Aleris specilistvård, Ängelholm, Sweden

Email: bengt.sturesson@me.com

  1. Randers E M, Kibsgård T J, Stuge B, Westberg A, Sigmundsson F G, Joelson A, et al. Patient-reported outcomes after minimally invasive sacro-iliac joint surgery: a cohort study based on the Swedish Spine Registry. Acta Orthop 2024; 95(284): 284-9. doi: 10.2340/17453674.2024.40817.
  2. Randers E M, Gerdhem P, Stuge B, Diarbakerli E, Nordsletten L, Röhrl S M, et al. The effect of minimally invasive sacroiliac joint fusion compared to sham operation: a double-blind randomized placebo-controlled trial. EClinicalMedicine 2024; 68: 102438. doi: 10.1016/j.eclinm.2024.102438.
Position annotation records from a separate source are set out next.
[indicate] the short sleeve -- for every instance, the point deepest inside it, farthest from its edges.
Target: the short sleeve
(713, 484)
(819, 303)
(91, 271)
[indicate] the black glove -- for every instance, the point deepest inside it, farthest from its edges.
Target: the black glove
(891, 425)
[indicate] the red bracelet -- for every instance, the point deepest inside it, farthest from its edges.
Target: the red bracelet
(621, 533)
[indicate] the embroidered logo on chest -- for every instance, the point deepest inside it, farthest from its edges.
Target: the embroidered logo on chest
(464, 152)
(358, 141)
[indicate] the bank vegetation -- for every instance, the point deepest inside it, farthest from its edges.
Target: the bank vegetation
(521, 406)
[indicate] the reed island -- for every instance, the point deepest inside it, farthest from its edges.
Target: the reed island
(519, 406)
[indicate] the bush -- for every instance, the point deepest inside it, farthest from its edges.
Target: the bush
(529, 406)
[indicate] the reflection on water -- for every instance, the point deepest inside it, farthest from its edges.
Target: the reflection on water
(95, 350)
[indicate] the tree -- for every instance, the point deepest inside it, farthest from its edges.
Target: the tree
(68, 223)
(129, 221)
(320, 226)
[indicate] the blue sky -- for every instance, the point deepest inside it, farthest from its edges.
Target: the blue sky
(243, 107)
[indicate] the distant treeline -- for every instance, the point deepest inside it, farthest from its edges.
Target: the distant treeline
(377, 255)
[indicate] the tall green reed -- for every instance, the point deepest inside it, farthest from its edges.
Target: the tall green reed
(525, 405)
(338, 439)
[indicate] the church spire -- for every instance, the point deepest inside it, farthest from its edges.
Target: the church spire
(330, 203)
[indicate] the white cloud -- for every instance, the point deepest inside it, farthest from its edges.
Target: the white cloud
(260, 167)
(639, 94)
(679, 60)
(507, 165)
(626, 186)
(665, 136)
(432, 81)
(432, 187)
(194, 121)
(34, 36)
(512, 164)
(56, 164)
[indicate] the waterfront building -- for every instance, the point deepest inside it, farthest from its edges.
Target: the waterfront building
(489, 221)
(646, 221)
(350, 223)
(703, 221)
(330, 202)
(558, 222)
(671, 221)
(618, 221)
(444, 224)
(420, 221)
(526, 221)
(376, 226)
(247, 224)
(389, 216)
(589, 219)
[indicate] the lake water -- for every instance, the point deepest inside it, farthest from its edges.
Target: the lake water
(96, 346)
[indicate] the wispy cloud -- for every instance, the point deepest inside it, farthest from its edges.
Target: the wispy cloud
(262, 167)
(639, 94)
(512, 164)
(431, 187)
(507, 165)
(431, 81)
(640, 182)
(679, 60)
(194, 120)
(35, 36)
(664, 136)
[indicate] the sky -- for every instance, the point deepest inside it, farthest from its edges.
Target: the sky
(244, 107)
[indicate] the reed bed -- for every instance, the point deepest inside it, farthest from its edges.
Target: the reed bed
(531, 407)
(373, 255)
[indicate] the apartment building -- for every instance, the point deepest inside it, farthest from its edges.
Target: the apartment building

  3. Murakami E, Kurosawa D, Aizawa T. Sacroiliac joint arthrodesis for chronic sacroiliac joint pain: an anterior approach and clinical outcomes with a minimum 5-year follow-up. J Neurosurg Spine 2018; 29(3): 279-85. doi: 10.3171/2018.1.SPINE17115.
  4. Dengler J, Kools D, Pflugmacher R, Gasbarrini A, Prestamburgo D, Gaetani P, et al. Randomized trial of sacroiliac joint arthrodesis compared with conservative management for chronic low back pain attributed to the sacroiliac joint. J Bone Joint Surg Am 2019; 101(5): 400-11. doi: 10.2106/JBJS.18.00022.
  5. Slätis P, Eskola A. External fixation of the pelvic girdle as a test for assessing instability of the sacro-iliac joint. Ann Med 1989; 21(5): 369-72. doi: 10.3109/07853898909149223.